The last witness is my daughter; I do not know where my husband is, I haven’t heard of him or seen him for 7 years;   I have lived with the prisoner Taylor for about 7 years; . . .

 During the trial it was also noted that :

a number of decently dressed females remained in Court -- both in the gallery and down stairs -- during the recital of this case. We should have supposed that female “delicacy” would have suggested to them the propriety of retiring, but their morbid curiosity prevailed.

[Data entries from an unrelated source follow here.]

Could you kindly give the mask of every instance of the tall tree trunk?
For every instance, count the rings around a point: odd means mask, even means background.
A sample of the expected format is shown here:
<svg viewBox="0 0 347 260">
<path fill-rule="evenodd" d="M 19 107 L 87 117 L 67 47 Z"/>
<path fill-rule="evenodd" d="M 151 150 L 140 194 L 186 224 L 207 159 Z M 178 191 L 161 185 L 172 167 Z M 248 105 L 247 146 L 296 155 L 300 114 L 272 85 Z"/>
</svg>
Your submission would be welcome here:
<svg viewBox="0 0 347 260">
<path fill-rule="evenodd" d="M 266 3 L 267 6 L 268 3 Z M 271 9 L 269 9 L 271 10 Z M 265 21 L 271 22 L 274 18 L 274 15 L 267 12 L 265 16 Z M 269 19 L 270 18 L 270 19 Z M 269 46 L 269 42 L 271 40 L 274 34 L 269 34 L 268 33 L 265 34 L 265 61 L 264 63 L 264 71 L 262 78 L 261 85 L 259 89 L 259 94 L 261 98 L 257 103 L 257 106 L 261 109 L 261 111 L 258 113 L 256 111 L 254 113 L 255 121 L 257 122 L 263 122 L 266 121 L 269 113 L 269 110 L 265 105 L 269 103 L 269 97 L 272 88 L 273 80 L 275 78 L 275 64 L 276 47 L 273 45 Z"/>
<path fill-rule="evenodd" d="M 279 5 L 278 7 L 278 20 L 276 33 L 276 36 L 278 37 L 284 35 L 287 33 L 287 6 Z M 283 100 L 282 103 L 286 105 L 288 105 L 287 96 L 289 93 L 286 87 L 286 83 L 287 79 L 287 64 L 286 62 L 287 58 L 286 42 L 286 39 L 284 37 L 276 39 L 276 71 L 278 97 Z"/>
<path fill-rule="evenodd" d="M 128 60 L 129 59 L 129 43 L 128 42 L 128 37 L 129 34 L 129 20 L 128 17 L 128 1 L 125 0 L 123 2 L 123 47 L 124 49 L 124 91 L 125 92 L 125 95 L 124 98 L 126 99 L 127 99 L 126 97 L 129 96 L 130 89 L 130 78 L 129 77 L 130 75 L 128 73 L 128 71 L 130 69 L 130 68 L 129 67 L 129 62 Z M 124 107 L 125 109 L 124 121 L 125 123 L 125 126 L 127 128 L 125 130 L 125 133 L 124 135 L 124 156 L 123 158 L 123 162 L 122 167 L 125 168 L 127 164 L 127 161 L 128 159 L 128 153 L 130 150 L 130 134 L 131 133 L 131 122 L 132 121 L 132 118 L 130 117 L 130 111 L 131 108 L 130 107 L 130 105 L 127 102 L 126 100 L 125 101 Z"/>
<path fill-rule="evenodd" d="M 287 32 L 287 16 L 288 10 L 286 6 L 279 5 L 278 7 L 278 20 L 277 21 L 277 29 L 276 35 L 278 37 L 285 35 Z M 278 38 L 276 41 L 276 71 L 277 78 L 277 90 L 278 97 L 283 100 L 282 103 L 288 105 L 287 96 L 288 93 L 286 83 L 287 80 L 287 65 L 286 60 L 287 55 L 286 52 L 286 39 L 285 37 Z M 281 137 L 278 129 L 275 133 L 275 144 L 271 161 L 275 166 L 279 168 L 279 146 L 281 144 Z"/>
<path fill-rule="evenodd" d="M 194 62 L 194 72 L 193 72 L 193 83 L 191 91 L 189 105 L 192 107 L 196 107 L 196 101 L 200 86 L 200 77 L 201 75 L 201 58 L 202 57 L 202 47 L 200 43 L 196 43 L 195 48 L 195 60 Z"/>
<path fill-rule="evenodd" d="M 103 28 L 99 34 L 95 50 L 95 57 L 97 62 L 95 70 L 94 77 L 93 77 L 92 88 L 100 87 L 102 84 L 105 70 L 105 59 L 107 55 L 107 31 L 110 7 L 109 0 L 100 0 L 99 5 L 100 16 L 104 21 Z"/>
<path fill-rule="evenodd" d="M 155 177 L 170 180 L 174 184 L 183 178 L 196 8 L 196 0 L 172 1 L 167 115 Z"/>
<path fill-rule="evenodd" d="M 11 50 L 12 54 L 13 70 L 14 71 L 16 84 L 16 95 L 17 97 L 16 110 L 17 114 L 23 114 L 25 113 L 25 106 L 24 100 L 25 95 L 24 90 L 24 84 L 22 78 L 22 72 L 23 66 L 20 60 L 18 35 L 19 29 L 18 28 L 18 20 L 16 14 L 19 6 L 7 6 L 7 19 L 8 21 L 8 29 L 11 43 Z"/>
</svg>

James TAYLOR was found guilty of child murder and sentenced to two years imprisonment. Mary Ann was also sent to prison. A newspaper reporter who afterwards visited Castlemaine Gaol, wrote :

James Taylor stands charged with child murder at Fryerstown; he is thirty years of age, athletic, and his expression of countenance remarkably debased; he is a native of Sydney and wears his hair long, in the style so much approved by the “old hands” of the neighboring colony; he was sitting on his haunches in the yard when we passed through, the very picture of colonial ignorance, criminality, and degradation; surrounded by companions in crime, he appeared to be quite “at home”. Passing through the female prisoners’ yard, Maryanne Yarrow, the confederate of the last named prisoner (Taylor) was pointed out to us. Although only sixteen years of age, she presents all the characteristics of an old offender, vice and ignorance are written in every line of her countenance; she is charged with concealing the death of the child which the man Taylor threw into the River Loddon. It is remarkable that both she and her accomplice should be colonial born, she being a native of Launceston. She can neither read nor write, and is as thorough a heathen as any of the dwellers in Fiji. It does not augur well for this or the neighbouring colonies when we find those born and bred within our borders so terribly degraded and disgustingly criminal; the crime with which these parties are charged is of the most revolting description, and was attended by such an absence of all sense of shame as to render it remarkable in our criminal annals; ordinary criminals conceal their acts, enshroud them in mystery, and make at least a show of shame when their dark deeds are brought to light; but these wretched beings had no moral sense, no sense of shame, and admitted their criminality before the Coroner in a most disgusting manner -- they treated it as a matter of course.

Mary Ann afterwards lived with Thomas JONES, who was born at Hobart (about 1846), and they had twelve children: John Thomas (1867, died shortly after birth), Levinia (1868, married Joseph George HOPKINS at Castlemaine, May 1891), Thomas James (1871), Amelia (1873), Janet Elizabeth (1875), Mary (1878), William Henry (1882), Matilda (1884, died age 5), Ethel (1887), George (1889), David (1892) and Clarke (1896).

Mary Ann died (age 70) in December 1917.

And what became of James YARROW? After his disappearance (around 1856), the only clue is the following entry in the Schedule of Deaths in the District of Maryborough in the Colony of Victoria:

Died on September 13th 1873 at the Borough of Maryborough Hospital, County of Talbot,

James Yarrow, Shoemaker, Male, 71 Years,

Cause of Death, Old Age and General Decay, duration: 3 Weeks,

Name of Parents, Not Known,

Born in Cambridgeshire, England, 16 years in Victoria,

Not Married,

Buried September 15th 1873, Maryborough Cemetery.